No one ever says “the separation between these different spheres – indeed, the whole notion of work/life balance – is an arbitrary construct. It shouldn’t be down to mothers to maintain these boundaries on behalf of everyone else.” Throughout human history different cultures have combined work and childcare. Yet ours has decreed that when women do so they are foolishly trying to “have it all”, ignoring the fact that no one is offering mothers any other way of raising children while maintaining some degree of financial autonomy. These different spheres ought to be bleeding into one another.  If we are genuinely interested in destroying hierarchies by making boundaries more fluid, these are the kind of boundaries we should be looking at. The problem lies not with identities – good mother, bad mother, yummy mummy, MILF – but with the way in which we understand and carry out our day-to-day tasks.

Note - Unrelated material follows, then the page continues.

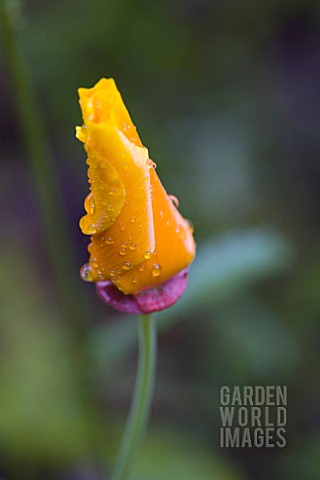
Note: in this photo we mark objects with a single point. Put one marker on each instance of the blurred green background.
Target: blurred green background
(226, 97)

But work is boring. Far easier to think that nice mothers are held back, not by actual exploitation, but by meanie alpha mummies making up arbitrary, pointless rules. And yes, I’d love to be a bad mummy, one who stands up and says no to all that. Wouldn’t we all? I’d be all for smashing the matriarchy, if that were the actual problem here, but it’s not.

It’s not that mummies aren’t allowing each other to get down and party. God knows, we need it. It’s just that it’s a lot less fun when you know the world will still be counting on you to clear up afterwards.